I started climbing again, with friends. I’ve thought a lot about fear.

I realized people don’t overcome fear because someone else wants them to. It has to come from within. And when you do overcome and accomplish something you thought was near impossible, the feeling of reward is indescribable. Totally liberating.

Your stories have helped me work through some of my doubts and fears. You are so inspiring. Honestly, timing is strange, but your stories came to me at the right time.

The stories also helped me realize that in order to reach certain goals you need to be extremely focused and determined. I mean, it’s not rocket science but your stories in Asia and Patagonia really demonstrate the importance of persistence and perseverance.

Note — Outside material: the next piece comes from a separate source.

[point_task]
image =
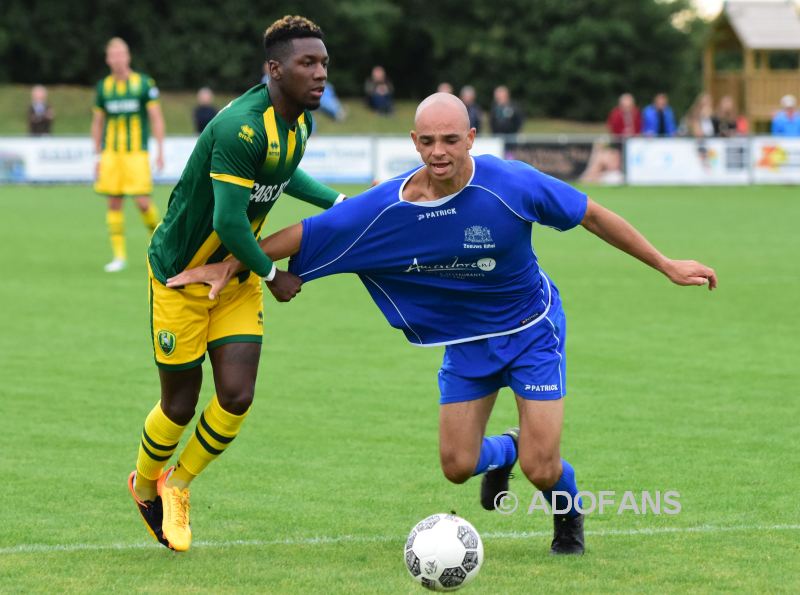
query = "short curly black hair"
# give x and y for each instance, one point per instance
(281, 32)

So, thank you for sharing. I wish you luck in all your future adventures. You are definitely someone I look up to. I’ll have to explore your blog some more (first time visiting) because I really enjoy reading what you have to say!
Cheers,
Christie

Hi Christie,
Thanks for writing to me! I have also had that experience, of having the right book or story come to me at just the right time, and I’m glad some of my stories found you at the right time. In fact, funny enough, recently I was telling a friend about how the podcast “The Splendid Table” was one of the only things that made me feel “okay” in the first several months after Mario died because Lynne Rossetto Kasper always sounded so warm and kind that just hearing her talk made me feel like I could stand it a little bit. My friend told me I should write to Lynne and tell her that, so who knows, maybe I will 🙂 I also stumbled on the Coleman Barks translations of Rumi at a really pivotal time in my life, and especially the poem called “Joy at Sudden Disappointment,” and it’s still one of the most important ideas for me, really, every day.

I think we’re all dealing with fear and lack of self-confidence, we just all deal with it in different ways. I’ve often found that things that really scare me don’t seem to be a big deal for others, and the other way around. We’re all different, and as you said, managing fear has to come from within. For me, simply and stubbornly plugging away at my hard things has always been what worked, even if it often feels like progress is nonexistent or slow. I’ve had a lot of times where I really had no idea if I’d ever be able to do the thing I was trying (and continuously failing) to do, so I just kept trying out of curiosity, rather than hope of success. And I learned a lot, in all those times, and sometimes miraculously found myself doing it in the end–and you’re right, it is really liberating!